5 Feb 2014

$60m international school for Dunedin

9:04 pm on 5 February 2014

Chinese and other investors are planning to build a $60 million international school in Dunedin.

The details were confirmed during meetings between the as-yet-unnamed investors and city leaders on Tuesday.

The deal for the school, said to be of a kind not known in New Zealand, has been brokered by the Otago Chamber of Commerce.

Chief executive John Christie says the investors have chosen Dunedin as their preferred location and are searching for a suitable site on which to build within three years.

Mr Christie says the school is aimed at Chinese and other international pupils.
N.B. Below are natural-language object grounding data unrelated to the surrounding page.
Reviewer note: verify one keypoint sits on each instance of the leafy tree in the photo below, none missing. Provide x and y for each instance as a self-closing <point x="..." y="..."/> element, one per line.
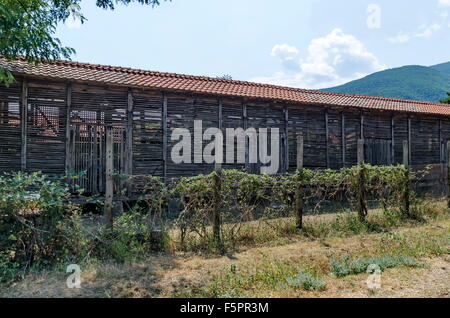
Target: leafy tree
<point x="447" y="100"/>
<point x="28" y="27"/>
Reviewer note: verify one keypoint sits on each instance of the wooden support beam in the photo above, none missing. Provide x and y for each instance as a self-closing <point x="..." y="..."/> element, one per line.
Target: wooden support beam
<point x="407" y="185"/>
<point x="69" y="154"/>
<point x="361" y="126"/>
<point x="109" y="186"/>
<point x="129" y="141"/>
<point x="327" y="142"/>
<point x="360" y="154"/>
<point x="220" y="116"/>
<point x="343" y="140"/>
<point x="299" y="202"/>
<point x="392" y="140"/>
<point x="409" y="141"/>
<point x="217" y="206"/>
<point x="286" y="138"/>
<point x="164" y="129"/>
<point x="300" y="152"/>
<point x="441" y="155"/>
<point x="406" y="153"/>
<point x="247" y="145"/>
<point x="448" y="174"/>
<point x="24" y="124"/>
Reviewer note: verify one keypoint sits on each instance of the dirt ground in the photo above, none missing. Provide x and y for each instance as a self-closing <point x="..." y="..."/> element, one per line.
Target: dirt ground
<point x="164" y="275"/>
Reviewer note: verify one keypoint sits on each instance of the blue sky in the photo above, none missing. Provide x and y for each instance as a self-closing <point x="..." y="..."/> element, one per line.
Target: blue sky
<point x="299" y="43"/>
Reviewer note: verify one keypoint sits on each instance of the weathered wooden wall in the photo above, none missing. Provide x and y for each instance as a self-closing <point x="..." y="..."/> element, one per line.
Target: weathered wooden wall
<point x="65" y="129"/>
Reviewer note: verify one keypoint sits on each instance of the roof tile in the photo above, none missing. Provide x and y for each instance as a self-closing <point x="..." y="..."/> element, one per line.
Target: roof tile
<point x="68" y="70"/>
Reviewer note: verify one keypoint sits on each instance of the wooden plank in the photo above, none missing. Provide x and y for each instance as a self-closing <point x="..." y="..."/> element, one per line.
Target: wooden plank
<point x="299" y="202"/>
<point x="327" y="141"/>
<point x="164" y="130"/>
<point x="344" y="139"/>
<point x="68" y="108"/>
<point x="109" y="186"/>
<point x="128" y="151"/>
<point x="220" y="116"/>
<point x="300" y="152"/>
<point x="448" y="173"/>
<point x="245" y="124"/>
<point x="286" y="138"/>
<point x="361" y="126"/>
<point x="360" y="155"/>
<point x="409" y="140"/>
<point x="392" y="140"/>
<point x="129" y="135"/>
<point x="24" y="124"/>
<point x="406" y="161"/>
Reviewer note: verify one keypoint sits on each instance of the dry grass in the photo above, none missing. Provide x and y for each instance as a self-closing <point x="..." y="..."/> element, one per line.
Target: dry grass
<point x="263" y="268"/>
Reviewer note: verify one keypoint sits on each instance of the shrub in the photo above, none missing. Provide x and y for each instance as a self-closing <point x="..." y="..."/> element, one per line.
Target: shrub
<point x="346" y="266"/>
<point x="130" y="238"/>
<point x="36" y="223"/>
<point x="306" y="281"/>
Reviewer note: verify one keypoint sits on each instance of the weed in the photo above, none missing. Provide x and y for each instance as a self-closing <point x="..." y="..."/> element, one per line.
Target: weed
<point x="346" y="266"/>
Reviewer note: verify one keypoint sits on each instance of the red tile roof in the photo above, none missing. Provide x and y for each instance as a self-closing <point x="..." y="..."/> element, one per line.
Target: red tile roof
<point x="103" y="74"/>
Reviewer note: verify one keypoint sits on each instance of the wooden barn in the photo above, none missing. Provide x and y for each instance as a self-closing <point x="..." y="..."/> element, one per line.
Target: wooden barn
<point x="55" y="116"/>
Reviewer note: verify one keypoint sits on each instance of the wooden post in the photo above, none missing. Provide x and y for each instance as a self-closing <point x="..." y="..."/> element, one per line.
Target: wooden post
<point x="344" y="137"/>
<point x="299" y="204"/>
<point x="164" y="129"/>
<point x="129" y="142"/>
<point x="24" y="125"/>
<point x="448" y="174"/>
<point x="409" y="141"/>
<point x="68" y="148"/>
<point x="360" y="154"/>
<point x="217" y="201"/>
<point x="286" y="138"/>
<point x="327" y="141"/>
<point x="247" y="144"/>
<point x="392" y="140"/>
<point x="361" y="195"/>
<point x="109" y="190"/>
<point x="407" y="181"/>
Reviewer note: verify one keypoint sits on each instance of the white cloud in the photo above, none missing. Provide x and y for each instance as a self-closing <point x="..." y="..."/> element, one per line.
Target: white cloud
<point x="400" y="38"/>
<point x="287" y="54"/>
<point x="423" y="31"/>
<point x="331" y="60"/>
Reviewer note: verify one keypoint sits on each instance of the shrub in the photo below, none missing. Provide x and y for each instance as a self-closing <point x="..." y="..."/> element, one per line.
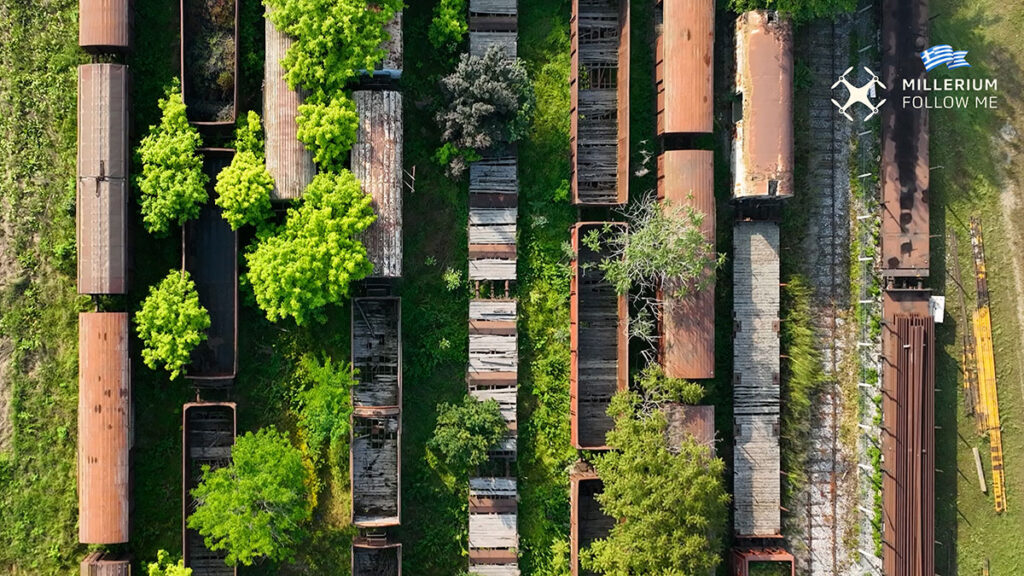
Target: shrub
<point x="171" y="323"/>
<point x="312" y="259"/>
<point x="172" y="184"/>
<point x="255" y="507"/>
<point x="466" y="432"/>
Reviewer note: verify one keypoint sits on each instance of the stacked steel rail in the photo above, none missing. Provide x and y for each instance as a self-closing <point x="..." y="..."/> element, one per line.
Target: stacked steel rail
<point x="375" y="455"/>
<point x="907" y="336"/>
<point x="762" y="165"/>
<point x="492" y="373"/>
<point x="208" y="430"/>
<point x="988" y="399"/>
<point x="104" y="405"/>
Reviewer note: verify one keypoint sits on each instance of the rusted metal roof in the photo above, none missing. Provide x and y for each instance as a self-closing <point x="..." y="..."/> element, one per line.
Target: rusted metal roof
<point x="208" y="430"/>
<point x="210" y="62"/>
<point x="104" y="25"/>
<point x="287" y="159"/>
<point x="905" y="221"/>
<point x="101" y="564"/>
<point x="599" y="94"/>
<point x="102" y="178"/>
<point x="763" y="140"/>
<point x="684" y="52"/>
<point x="377" y="163"/>
<point x="209" y="253"/>
<point x="686" y="178"/>
<point x="104" y="427"/>
<point x="599" y="343"/>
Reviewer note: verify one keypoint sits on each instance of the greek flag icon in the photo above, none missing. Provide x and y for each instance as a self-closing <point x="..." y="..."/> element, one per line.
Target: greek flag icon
<point x="944" y="54"/>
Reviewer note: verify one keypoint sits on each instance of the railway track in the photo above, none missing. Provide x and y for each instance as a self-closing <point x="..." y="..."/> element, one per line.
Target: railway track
<point x="827" y="270"/>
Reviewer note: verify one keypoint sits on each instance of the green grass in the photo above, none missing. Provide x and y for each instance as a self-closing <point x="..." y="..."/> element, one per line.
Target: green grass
<point x="974" y="183"/>
<point x="38" y="299"/>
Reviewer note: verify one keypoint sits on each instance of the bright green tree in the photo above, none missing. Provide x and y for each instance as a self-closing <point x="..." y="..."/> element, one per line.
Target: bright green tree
<point x="466" y="432"/>
<point x="171" y="323"/>
<point x="244" y="187"/>
<point x="672" y="503"/>
<point x="312" y="259"/>
<point x="257" y="506"/>
<point x="172" y="184"/>
<point x="165" y="566"/>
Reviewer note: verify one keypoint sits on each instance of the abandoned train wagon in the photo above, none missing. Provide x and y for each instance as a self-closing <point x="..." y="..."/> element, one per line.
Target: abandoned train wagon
<point x="599" y="92"/>
<point x="104" y="428"/>
<point x="684" y="29"/>
<point x="376" y="558"/>
<point x="905" y="236"/>
<point x="598" y="338"/>
<point x="208" y="430"/>
<point x="686" y="181"/>
<point x="209" y="253"/>
<point x="104" y="25"/>
<point x="101" y="191"/>
<point x="376" y="161"/>
<point x="210" y="60"/>
<point x="375" y="467"/>
<point x="288" y="160"/>
<point x="762" y="148"/>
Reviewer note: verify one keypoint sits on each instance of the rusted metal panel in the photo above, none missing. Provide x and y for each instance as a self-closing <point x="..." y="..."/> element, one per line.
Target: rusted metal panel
<point x="287" y="159"/>
<point x="684" y="77"/>
<point x="587" y="522"/>
<point x="599" y="138"/>
<point x="377" y="163"/>
<point x="905" y="198"/>
<point x="101" y="190"/>
<point x="101" y="564"/>
<point x="686" y="179"/>
<point x="104" y="427"/>
<point x="208" y="430"/>
<point x="598" y="340"/>
<point x="209" y="253"/>
<point x="762" y="156"/>
<point x="376" y="558"/>
<point x="104" y="25"/>
<point x="908" y="434"/>
<point x="210" y="60"/>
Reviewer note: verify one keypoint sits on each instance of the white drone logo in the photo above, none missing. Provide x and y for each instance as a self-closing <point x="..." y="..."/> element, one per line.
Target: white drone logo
<point x="861" y="94"/>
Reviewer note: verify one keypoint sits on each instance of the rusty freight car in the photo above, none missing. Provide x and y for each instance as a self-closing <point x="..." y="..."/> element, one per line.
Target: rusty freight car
<point x="210" y="60"/>
<point x="287" y="159"/>
<point x="373" y="557"/>
<point x="101" y="191"/>
<point x="104" y="428"/>
<point x="104" y="25"/>
<point x="376" y="160"/>
<point x="598" y="339"/>
<point x="686" y="180"/>
<point x="684" y="29"/>
<point x="599" y="92"/>
<point x="904" y="142"/>
<point x="209" y="253"/>
<point x="208" y="434"/>
<point x="762" y="151"/>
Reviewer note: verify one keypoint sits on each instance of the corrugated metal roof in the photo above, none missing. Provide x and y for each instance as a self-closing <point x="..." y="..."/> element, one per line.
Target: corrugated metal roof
<point x="103" y="427"/>
<point x="102" y="173"/>
<point x="763" y="150"/>
<point x="686" y="178"/>
<point x="684" y="54"/>
<point x="104" y="24"/>
<point x="377" y="163"/>
<point x="287" y="159"/>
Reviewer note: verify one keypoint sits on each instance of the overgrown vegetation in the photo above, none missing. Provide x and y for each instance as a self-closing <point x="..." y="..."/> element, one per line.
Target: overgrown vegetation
<point x="172" y="183"/>
<point x="171" y="323"/>
<point x="258" y="506"/>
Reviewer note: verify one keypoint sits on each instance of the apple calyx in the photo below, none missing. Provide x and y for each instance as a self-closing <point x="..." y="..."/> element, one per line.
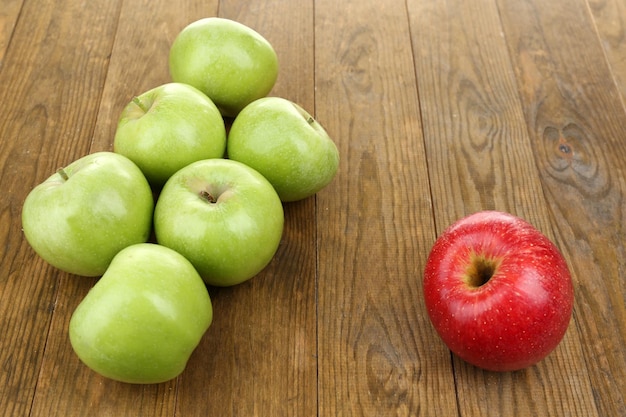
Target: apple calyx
<point x="480" y="270"/>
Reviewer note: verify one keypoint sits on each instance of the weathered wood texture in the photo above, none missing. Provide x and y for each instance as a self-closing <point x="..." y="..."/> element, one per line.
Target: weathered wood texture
<point x="439" y="109"/>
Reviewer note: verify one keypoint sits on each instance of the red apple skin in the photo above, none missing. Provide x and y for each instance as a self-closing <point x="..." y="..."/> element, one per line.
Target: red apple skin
<point x="515" y="318"/>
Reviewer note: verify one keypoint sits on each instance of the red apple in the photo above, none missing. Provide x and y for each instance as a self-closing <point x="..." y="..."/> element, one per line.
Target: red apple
<point x="498" y="291"/>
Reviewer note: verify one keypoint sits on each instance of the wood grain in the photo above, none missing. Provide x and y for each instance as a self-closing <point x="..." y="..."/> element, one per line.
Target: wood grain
<point x="46" y="122"/>
<point x="475" y="133"/>
<point x="439" y="109"/>
<point x="8" y="17"/>
<point x="376" y="350"/>
<point x="609" y="18"/>
<point x="576" y="123"/>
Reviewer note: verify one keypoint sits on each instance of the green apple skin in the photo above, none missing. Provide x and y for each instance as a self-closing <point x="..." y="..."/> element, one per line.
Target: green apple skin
<point x="167" y="128"/>
<point x="142" y="320"/>
<point x="223" y="216"/>
<point x="228" y="61"/>
<point x="285" y="144"/>
<point x="84" y="214"/>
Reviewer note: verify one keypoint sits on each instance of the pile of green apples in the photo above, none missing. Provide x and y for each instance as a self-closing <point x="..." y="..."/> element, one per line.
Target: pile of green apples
<point x="191" y="196"/>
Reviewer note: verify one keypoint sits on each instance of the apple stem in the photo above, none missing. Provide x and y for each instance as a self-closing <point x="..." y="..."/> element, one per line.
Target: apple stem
<point x="140" y="104"/>
<point x="480" y="271"/>
<point x="208" y="197"/>
<point x="63" y="174"/>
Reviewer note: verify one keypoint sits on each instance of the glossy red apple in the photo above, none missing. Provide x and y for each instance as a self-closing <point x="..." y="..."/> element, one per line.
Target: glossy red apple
<point x="498" y="291"/>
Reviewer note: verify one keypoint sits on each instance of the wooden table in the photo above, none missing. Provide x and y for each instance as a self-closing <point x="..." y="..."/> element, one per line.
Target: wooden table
<point x="439" y="109"/>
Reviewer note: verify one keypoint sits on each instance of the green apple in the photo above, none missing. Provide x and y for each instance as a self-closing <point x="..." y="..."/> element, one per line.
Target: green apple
<point x="285" y="144"/>
<point x="84" y="214"/>
<point x="228" y="61"/>
<point x="142" y="320"/>
<point x="167" y="128"/>
<point x="223" y="216"/>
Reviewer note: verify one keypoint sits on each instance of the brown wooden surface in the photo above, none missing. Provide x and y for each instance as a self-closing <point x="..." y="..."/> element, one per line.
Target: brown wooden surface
<point x="439" y="109"/>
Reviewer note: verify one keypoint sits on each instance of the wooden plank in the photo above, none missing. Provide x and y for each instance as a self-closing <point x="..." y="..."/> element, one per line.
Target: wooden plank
<point x="47" y="120"/>
<point x="259" y="356"/>
<point x="377" y="352"/>
<point x="9" y="12"/>
<point x="138" y="61"/>
<point x="610" y="23"/>
<point x="480" y="158"/>
<point x="576" y="121"/>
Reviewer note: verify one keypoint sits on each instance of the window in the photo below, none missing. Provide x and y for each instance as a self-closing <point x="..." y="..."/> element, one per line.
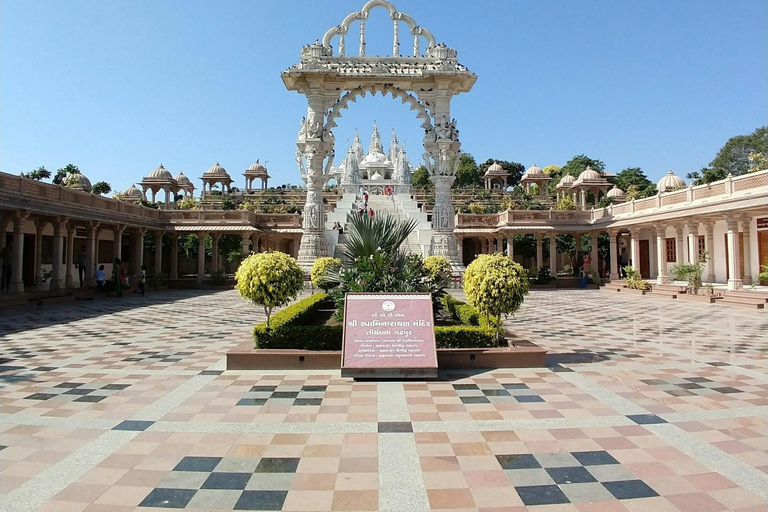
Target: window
<point x="671" y="250"/>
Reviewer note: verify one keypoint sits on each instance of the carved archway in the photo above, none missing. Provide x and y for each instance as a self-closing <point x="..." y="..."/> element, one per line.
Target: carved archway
<point x="351" y="96"/>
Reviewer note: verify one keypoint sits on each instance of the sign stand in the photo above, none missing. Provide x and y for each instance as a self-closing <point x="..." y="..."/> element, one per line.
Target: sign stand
<point x="389" y="336"/>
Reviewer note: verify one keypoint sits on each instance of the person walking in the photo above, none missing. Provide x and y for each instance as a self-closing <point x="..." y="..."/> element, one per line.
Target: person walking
<point x="82" y="261"/>
<point x="117" y="277"/>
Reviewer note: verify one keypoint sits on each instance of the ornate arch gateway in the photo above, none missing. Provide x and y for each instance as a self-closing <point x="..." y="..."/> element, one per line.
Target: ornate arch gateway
<point x="330" y="81"/>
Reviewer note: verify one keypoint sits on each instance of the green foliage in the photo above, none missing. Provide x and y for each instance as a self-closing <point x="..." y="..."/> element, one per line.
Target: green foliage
<point x="440" y="271"/>
<point x="39" y="174"/>
<point x="269" y="280"/>
<point x="187" y="203"/>
<point x="633" y="280"/>
<point x="495" y="285"/>
<point x="690" y="272"/>
<point x="325" y="273"/>
<point x="101" y="188"/>
<point x="420" y="179"/>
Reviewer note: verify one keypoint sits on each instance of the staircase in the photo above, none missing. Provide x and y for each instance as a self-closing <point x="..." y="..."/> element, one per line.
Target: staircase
<point x="399" y="206"/>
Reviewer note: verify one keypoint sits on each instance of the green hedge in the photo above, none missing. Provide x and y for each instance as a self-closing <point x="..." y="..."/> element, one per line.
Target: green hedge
<point x="288" y="329"/>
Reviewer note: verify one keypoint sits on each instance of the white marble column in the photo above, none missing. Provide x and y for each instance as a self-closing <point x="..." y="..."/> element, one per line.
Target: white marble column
<point x="201" y="257"/>
<point x="709" y="242"/>
<point x="734" y="256"/>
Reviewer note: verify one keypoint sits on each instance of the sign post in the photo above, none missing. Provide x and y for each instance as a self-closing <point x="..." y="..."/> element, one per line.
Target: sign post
<point x="389" y="335"/>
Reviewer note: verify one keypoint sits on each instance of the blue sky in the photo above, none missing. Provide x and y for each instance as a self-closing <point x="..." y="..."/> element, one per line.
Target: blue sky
<point x="118" y="87"/>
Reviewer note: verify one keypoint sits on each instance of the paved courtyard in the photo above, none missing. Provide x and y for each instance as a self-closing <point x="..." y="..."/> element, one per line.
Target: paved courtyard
<point x="121" y="405"/>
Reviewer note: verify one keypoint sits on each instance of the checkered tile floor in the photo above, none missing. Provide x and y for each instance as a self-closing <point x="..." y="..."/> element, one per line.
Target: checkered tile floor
<point x="125" y="405"/>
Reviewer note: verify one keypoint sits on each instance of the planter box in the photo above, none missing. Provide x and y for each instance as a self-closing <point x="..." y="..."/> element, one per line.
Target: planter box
<point x="524" y="355"/>
<point x="706" y="299"/>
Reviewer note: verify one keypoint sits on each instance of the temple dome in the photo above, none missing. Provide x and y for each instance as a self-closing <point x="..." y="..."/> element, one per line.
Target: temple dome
<point x="78" y="182"/>
<point x="670" y="182"/>
<point x="161" y="173"/>
<point x="216" y="171"/>
<point x="589" y="174"/>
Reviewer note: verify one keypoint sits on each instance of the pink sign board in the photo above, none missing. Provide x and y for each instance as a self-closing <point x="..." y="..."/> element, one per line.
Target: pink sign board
<point x="389" y="334"/>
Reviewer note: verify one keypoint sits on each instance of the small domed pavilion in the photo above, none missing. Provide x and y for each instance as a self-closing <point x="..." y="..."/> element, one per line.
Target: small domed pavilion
<point x="254" y="172"/>
<point x="160" y="179"/>
<point x="535" y="176"/>
<point x="670" y="182"/>
<point x="216" y="174"/>
<point x="495" y="177"/>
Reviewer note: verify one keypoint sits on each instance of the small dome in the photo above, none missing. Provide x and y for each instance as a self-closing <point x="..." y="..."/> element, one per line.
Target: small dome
<point x="670" y="182"/>
<point x="133" y="193"/>
<point x="78" y="181"/>
<point x="589" y="174"/>
<point x="566" y="181"/>
<point x="216" y="171"/>
<point x="615" y="193"/>
<point x="182" y="180"/>
<point x="161" y="173"/>
<point x="534" y="170"/>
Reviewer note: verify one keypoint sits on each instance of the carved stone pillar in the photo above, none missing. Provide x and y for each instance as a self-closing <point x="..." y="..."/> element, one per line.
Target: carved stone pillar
<point x="539" y="251"/>
<point x="69" y="281"/>
<point x="553" y="254"/>
<point x="17" y="282"/>
<point x="174" y="255"/>
<point x="201" y="257"/>
<point x="57" y="278"/>
<point x="734" y="268"/>
<point x="613" y="254"/>
<point x="709" y="246"/>
<point x="39" y="228"/>
<point x="158" y="268"/>
<point x="661" y="255"/>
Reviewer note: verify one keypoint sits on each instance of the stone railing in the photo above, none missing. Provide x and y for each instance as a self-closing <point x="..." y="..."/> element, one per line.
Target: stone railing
<point x="66" y="199"/>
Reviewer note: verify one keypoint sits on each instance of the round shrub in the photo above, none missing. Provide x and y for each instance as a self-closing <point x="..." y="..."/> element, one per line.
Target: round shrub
<point x="269" y="279"/>
<point x="494" y="284"/>
<point x="439" y="271"/>
<point x="322" y="269"/>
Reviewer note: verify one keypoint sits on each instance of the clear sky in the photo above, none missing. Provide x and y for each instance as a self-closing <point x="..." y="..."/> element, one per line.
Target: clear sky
<point x="118" y="87"/>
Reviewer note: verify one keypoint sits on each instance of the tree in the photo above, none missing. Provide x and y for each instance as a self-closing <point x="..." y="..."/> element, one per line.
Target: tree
<point x="65" y="171"/>
<point x="514" y="169"/>
<point x="101" y="188"/>
<point x="467" y="174"/>
<point x="39" y="174"/>
<point x="733" y="157"/>
<point x="635" y="177"/>
<point x="270" y="280"/>
<point x="420" y="179"/>
<point x="494" y="284"/>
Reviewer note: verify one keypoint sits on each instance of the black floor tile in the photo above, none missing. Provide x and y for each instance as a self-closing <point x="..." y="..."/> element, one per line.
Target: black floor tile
<point x="475" y="400"/>
<point x="521" y="461"/>
<point x="389" y="427"/>
<point x="308" y="401"/>
<point x="630" y="489"/>
<point x="595" y="458"/>
<point x="168" y="498"/>
<point x="198" y="464"/>
<point x="277" y="465"/>
<point x="645" y="419"/>
<point x="261" y="500"/>
<point x="135" y="425"/>
<point x="572" y="475"/>
<point x="541" y="495"/>
<point x="252" y="401"/>
<point x="231" y="481"/>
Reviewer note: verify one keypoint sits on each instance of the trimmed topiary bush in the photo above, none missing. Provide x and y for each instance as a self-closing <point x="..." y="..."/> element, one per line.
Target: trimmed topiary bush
<point x="270" y="280"/>
<point x="494" y="284"/>
<point x="322" y="269"/>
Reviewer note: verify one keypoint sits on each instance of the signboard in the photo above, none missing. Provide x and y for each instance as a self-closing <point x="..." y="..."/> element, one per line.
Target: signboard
<point x="389" y="335"/>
"We don't have anything like this and that's where it becomes particularly exciting because I think there is an opportunity for a new model to be established here and we're particularly interested in how Dunedin can be involved in that given our strength in the education sector."

Mr Christie says he cannot spell out all the details but the school would bring hundreds of students and tens of millions of dollars into the South Island city.

Mayor Dave Cull says the plan is fantastic news for Dunedin as fits very well with the city's education strengths and direction and is another major fruit of its 20-year-old sister city relationship with Shanghai.

The chairman of the Dunedin Shanghai Sister City Association, Malcolm Wong, says the Chinese have sent their children around the world for education for generations.

Mr Wong says a high-end international school would further build the Dunedin's reputation as an education centre to the world.

The Dunedin Secondary Schools partnership says it welcomes the plan as long as it attracts a different set of international students who would not have already come to the city.